結果の解釈と整形の成功はプルリクエストのGitHub UIで以下のように見えるでしょう:
我々はワークフローを管理する条件ロジックの重要な部品に気づきます: 「マニュアルレビュー」ステップです。このステップは、すべての自動評価に通過したらスキップするように設計されているので、(人間の承認を求めるなど)従来の手続型のCI/CDゲートを通じてPRを続行することができます。しかし、評価にすべて通過しなかった場合、このワークフローは異なる結果を生成します。この失敗状態では、「manual-review」環境が起動され、専任のレビュアーの介入が行われるまではマージに対する強固なバリアーを構成します。
manual-review:
needs: run-databricks-evaluation
runs-on: self-hosted
if: ${{ needs.run-databricks-evaluation.outputs.all-passed != 'true' }}
environment: production-approval
steps:
- name: Request Manual Review
run: |
echo "⚠️ Evaluation did not pass all checks automatically."
echo "Manual review required. Please check the evaluation results in the PR comments."
こちらがチェックに失敗した際にどのように見えるかです。
GitHub Actionsパイプラインのログを最初に見ることになります:
そして、結果を確認するためにPRコメントにアクセスするとこちらを見ることになります:
このように、ここでは評価の一つが失敗した際には、チェックは通貨とは設定されず、人間のレビュアーはプルリクエストをマージせず、プロセスの継続を停止させます。
まとめ
このインテグレーションは、生成AIワークフローの本格運用に向けた重要な第一歩です。あなたのCI/CDプロセスによる直接のエージェントの品質と信頼度を支持する重要な評価結果をリンクすることで、これらの洗練されたシステムに対する安定し、監査可能なリリースサイクルを確立することができます。

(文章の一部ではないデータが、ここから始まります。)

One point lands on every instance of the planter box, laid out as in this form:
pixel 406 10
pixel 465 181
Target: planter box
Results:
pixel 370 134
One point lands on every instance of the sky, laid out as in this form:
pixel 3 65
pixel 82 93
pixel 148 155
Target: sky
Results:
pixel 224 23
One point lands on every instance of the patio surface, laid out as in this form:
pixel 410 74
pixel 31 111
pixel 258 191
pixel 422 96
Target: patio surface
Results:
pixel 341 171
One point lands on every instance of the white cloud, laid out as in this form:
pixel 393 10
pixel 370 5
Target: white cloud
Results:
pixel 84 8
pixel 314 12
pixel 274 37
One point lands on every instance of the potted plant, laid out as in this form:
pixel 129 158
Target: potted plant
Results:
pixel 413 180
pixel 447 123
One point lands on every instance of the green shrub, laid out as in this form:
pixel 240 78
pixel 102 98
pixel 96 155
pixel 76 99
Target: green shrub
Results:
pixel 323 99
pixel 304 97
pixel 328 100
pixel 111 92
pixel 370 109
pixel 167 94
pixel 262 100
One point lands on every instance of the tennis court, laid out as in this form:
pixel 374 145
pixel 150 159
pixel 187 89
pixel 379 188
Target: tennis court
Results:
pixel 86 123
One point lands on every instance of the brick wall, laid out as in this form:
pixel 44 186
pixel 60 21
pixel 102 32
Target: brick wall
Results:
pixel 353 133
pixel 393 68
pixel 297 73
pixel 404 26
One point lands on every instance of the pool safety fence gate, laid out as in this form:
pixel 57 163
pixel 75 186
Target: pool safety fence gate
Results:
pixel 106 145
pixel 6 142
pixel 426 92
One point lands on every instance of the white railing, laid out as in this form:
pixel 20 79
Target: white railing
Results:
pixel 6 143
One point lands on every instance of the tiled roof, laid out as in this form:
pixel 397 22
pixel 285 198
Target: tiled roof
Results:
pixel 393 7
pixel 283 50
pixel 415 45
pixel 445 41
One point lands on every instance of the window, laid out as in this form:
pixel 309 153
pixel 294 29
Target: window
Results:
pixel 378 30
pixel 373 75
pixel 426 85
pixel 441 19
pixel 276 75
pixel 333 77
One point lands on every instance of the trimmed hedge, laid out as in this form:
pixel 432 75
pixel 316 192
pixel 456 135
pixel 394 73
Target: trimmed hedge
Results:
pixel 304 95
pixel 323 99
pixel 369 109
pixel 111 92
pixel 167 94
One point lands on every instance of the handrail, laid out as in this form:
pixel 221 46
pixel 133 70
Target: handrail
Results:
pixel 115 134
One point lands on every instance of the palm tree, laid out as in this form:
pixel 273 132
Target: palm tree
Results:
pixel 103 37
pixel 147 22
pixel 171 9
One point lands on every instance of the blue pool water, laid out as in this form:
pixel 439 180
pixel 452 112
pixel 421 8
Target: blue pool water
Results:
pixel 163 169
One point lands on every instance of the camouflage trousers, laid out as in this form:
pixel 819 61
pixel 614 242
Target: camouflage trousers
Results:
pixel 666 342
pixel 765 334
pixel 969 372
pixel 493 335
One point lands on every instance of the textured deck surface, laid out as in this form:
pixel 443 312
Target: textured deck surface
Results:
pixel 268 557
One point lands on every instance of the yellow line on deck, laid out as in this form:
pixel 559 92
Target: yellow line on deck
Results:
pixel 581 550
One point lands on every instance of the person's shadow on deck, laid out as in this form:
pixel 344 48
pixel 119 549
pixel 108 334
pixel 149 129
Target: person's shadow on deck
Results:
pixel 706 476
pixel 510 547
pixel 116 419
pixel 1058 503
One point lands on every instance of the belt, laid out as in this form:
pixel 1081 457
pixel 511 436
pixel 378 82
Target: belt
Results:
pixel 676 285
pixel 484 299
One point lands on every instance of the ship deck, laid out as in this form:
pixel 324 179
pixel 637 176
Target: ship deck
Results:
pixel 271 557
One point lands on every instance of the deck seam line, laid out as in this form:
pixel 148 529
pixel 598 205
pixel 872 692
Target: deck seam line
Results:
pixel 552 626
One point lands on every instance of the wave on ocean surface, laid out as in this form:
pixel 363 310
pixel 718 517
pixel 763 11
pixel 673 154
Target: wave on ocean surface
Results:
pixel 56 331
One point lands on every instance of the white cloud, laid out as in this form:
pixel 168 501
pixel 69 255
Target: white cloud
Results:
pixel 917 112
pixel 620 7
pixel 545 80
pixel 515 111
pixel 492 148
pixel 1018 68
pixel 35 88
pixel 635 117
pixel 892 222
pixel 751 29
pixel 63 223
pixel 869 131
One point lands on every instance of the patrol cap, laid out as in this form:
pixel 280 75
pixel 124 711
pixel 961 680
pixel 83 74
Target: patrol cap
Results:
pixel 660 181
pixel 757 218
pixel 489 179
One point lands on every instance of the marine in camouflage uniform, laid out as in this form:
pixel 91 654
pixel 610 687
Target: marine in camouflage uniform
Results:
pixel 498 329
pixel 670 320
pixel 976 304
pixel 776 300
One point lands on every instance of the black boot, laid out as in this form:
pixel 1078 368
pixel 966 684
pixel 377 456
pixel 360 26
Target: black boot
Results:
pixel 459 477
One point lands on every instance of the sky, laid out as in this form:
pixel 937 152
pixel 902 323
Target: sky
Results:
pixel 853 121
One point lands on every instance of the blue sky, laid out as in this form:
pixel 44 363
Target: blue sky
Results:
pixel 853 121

この基盤をさらに拡張することができます: 新たに検証されたエージェントバージョンのデプロイメントを完全に自動化するためにMLflowやDatabricks APIとのWebHook連携やTerraformプロバイダーを活用したり、評価結果をSlackやTeamsに通知することができます。最終的には、このアプローチはエージェントの開発をアドホックな実験から厳密でスケーラブルなエンジニアリング原則に移行することになります。